Our Kenyan wanderings involved a lot of public buses and a lot of long distance driving. Kenyan roads are notoriously poor, and travelling anywhere by road takes a long time! Along the roads, at most points where an extra large pothole or an unexpected speed bump cause the traffic to slow even more than usual, people gather, offering bottles of water, fruit, and snacks for hungry travellers to buy. As the staple carbohydrate of the country, maize is everywhere, and hot, freshly fire-grilled cobs are held out in handfuls to passing traffic. These fill the belly, give the jaw a good work out, and are a tasty meal, particularly spiced with a bit of chilli.

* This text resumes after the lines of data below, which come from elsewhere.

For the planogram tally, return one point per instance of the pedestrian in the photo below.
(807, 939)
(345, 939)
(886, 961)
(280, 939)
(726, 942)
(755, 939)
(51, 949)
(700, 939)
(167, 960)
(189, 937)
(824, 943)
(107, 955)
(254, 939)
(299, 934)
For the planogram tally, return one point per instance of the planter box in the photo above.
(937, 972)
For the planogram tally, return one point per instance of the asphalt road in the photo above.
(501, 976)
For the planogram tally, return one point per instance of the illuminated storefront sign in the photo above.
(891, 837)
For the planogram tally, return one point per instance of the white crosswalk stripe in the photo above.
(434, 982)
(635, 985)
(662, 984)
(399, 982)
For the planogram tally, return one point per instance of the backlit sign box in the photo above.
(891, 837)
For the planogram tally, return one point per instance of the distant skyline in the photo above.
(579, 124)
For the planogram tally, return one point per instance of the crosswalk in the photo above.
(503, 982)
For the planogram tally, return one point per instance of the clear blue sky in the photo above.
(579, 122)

At strategic distances along the road from maize vendors, troops of baboons tend to congregate to feast on discarded corn cobs. Sugary sweets aren’t much of a thing, except in the more Arab-influenced coastal towns, but fresh fruit and machete-chopped chunks of peeled sugar cane satisfy a sweet tooth. Our favourite roadside snack involves a hot hardboiled egg, peeled skilfully with a spoon (a trick I’m yet to master), cut almost in half, sprinkled with salt, and filled with kachumbari – a delicious mix of fresh tomato, red onion, and hot green chilli.
We were lucky enough to be in Kenya during Ramadan. After four months travelling in largely Muslim countries, we’ve fallen in love with the gentleness and generosity of Islamic culture, and Ramadan was a delightful way to finish this journey. Among other things, Ramadan involves fasting for 30 days, from dawn to dusk. At dusk, people gather together to break their fast, sharing dates or pieces of fresh fruit and tiny cups of Arabic coffee with whoever is nearby. I spent a few days in an old Swahili town on a tiny sand island called Lamu off the north coast of Kenya where the population is mostly Muslim. Each evening I was whisked off to the nearest gathering of people to eat dates on a street corner or oranges on the deck of a wooden dhow. After the flurry of breaking fast, the streets quickly clear as people head home to share iftar, the evening meal, with their families.

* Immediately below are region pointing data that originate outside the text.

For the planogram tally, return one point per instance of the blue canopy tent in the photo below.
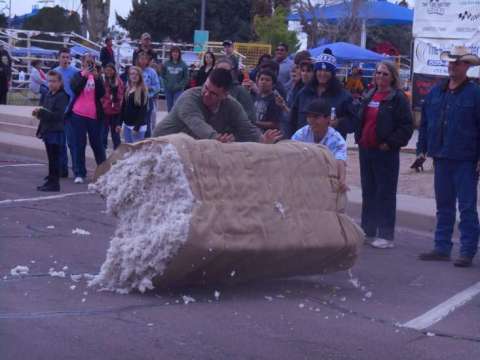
(371, 13)
(345, 52)
(81, 50)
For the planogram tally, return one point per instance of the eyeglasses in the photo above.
(381, 73)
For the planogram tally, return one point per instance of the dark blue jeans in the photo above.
(379, 177)
(171, 97)
(110, 125)
(456, 181)
(94, 128)
(70, 141)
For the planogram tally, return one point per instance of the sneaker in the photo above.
(434, 255)
(369, 240)
(463, 261)
(380, 243)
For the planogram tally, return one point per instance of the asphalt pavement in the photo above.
(349, 315)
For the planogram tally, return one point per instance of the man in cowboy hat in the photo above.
(450, 134)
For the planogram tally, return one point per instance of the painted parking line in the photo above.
(439, 312)
(21, 165)
(42, 198)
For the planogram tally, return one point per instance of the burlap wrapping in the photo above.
(263, 211)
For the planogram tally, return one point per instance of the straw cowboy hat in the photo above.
(460, 53)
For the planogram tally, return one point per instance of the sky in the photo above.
(20, 7)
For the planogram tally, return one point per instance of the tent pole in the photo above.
(363, 39)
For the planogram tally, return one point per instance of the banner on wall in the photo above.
(426, 55)
(446, 19)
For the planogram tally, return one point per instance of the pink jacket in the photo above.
(113, 106)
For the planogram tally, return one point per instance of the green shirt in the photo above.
(191, 116)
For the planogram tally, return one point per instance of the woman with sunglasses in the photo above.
(385, 126)
(325, 85)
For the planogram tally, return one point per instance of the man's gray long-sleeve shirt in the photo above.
(191, 116)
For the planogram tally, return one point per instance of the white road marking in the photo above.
(439, 312)
(41, 198)
(21, 165)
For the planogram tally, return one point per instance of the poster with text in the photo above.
(426, 55)
(446, 19)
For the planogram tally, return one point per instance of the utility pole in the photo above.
(202, 15)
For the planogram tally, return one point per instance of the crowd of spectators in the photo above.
(287, 96)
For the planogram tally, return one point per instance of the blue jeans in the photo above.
(131, 136)
(110, 126)
(171, 97)
(379, 177)
(456, 181)
(94, 128)
(70, 141)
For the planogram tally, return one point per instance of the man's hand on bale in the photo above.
(225, 138)
(271, 136)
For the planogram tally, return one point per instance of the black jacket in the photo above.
(202, 75)
(339, 98)
(52, 112)
(394, 119)
(133, 115)
(106, 57)
(78, 83)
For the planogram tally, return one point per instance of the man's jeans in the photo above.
(456, 180)
(379, 177)
(70, 141)
(148, 116)
(94, 128)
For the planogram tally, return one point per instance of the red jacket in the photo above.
(113, 106)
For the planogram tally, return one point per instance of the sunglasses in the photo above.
(385, 74)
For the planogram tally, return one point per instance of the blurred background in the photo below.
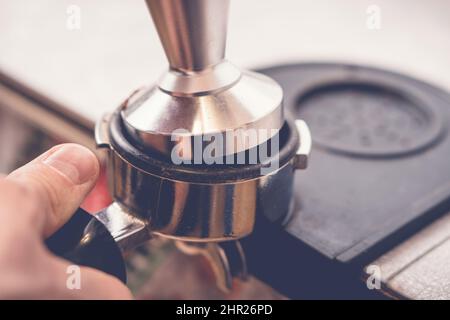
(63, 63)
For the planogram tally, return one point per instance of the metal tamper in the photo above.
(196, 156)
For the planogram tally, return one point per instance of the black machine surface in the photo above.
(379, 171)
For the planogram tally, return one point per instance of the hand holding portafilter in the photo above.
(204, 95)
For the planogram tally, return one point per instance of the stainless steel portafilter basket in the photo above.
(193, 156)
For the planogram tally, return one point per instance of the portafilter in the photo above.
(194, 157)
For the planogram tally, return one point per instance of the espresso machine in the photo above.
(378, 175)
(155, 142)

As we’re always interested in fermented and cultured foods, we were overjoyed to discover maziwa lala, a unique Kenyan ferment. Lala, or mala, is similar to yoghurt, except it cultures milk at a comfortable room temperature of 25°C, rather than the 38°C required for conventional yoghurt (check out this post if you want to make your own yoghurt). This means that there are lower energy requirements for its production than for yoghurt, as incubation isn’t necessary, and the fermentation process allows fresh milk to last for up to four days without refrigeration. This is great for communities without much access to electricity. Lala just tastes like a tangy, liquid yoghurt. During our travels we bought lala in small bags beside the road, and made our own by adding a tablespoon to a jar of fresh milk and leaving it somewhere undisturbed for a day.

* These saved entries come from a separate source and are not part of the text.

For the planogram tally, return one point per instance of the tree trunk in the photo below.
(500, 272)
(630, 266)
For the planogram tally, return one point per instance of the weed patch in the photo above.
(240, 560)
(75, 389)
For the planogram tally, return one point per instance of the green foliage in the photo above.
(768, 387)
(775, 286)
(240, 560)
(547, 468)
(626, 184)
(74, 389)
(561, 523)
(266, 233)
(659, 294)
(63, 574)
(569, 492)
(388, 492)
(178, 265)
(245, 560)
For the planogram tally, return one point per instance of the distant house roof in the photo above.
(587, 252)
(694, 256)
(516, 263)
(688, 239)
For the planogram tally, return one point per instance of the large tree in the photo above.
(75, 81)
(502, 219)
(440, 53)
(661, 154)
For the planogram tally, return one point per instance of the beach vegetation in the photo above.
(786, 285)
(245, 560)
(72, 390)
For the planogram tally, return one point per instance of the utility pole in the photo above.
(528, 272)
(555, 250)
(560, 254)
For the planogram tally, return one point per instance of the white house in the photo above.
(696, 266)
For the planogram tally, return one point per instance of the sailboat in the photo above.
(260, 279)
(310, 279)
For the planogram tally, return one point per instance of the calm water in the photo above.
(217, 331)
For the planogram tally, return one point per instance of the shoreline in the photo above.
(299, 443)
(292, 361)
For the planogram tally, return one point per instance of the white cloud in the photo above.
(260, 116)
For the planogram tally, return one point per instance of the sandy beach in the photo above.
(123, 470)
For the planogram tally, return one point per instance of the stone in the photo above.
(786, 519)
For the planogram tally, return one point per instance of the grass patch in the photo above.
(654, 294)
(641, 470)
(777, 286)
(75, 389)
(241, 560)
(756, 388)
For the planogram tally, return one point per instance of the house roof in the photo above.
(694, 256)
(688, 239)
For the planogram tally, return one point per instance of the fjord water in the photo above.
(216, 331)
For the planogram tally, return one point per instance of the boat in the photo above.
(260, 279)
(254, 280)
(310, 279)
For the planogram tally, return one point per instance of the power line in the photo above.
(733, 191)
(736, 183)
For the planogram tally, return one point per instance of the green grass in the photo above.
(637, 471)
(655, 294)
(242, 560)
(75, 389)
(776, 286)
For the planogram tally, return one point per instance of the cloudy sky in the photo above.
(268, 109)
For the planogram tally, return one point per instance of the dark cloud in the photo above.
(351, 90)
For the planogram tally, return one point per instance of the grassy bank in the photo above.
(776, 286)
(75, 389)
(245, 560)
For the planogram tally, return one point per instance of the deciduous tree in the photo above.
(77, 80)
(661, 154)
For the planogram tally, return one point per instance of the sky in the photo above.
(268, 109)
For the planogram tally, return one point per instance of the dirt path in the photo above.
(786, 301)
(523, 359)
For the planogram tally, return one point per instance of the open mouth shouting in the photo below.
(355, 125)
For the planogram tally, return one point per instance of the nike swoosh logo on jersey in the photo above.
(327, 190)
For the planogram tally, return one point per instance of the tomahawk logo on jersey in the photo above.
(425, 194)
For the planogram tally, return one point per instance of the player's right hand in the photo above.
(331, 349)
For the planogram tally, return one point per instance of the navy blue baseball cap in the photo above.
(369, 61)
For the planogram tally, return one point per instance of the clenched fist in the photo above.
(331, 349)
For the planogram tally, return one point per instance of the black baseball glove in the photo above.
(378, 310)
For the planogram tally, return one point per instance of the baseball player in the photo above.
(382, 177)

Previous British colonisation of Kenya means that there is a lovely community of British descendants scattered throughout the country. Within this community, one of the nicest traditions we experienced was that of sundowners. Sundowners are quite literally quiet drinks shared with friends and family as the sun goes down. Sundowners are generally enjoyed outside, watching the day close over the wide savanna, and allow everyone to come together and share stories of the day finished. As there is no real twilight in the tropics, one must be relatively punctual to sundowner gatherings, and we often found ourselves wandering homewards in the starry darkness, trying to avoid being stepped on by elephants.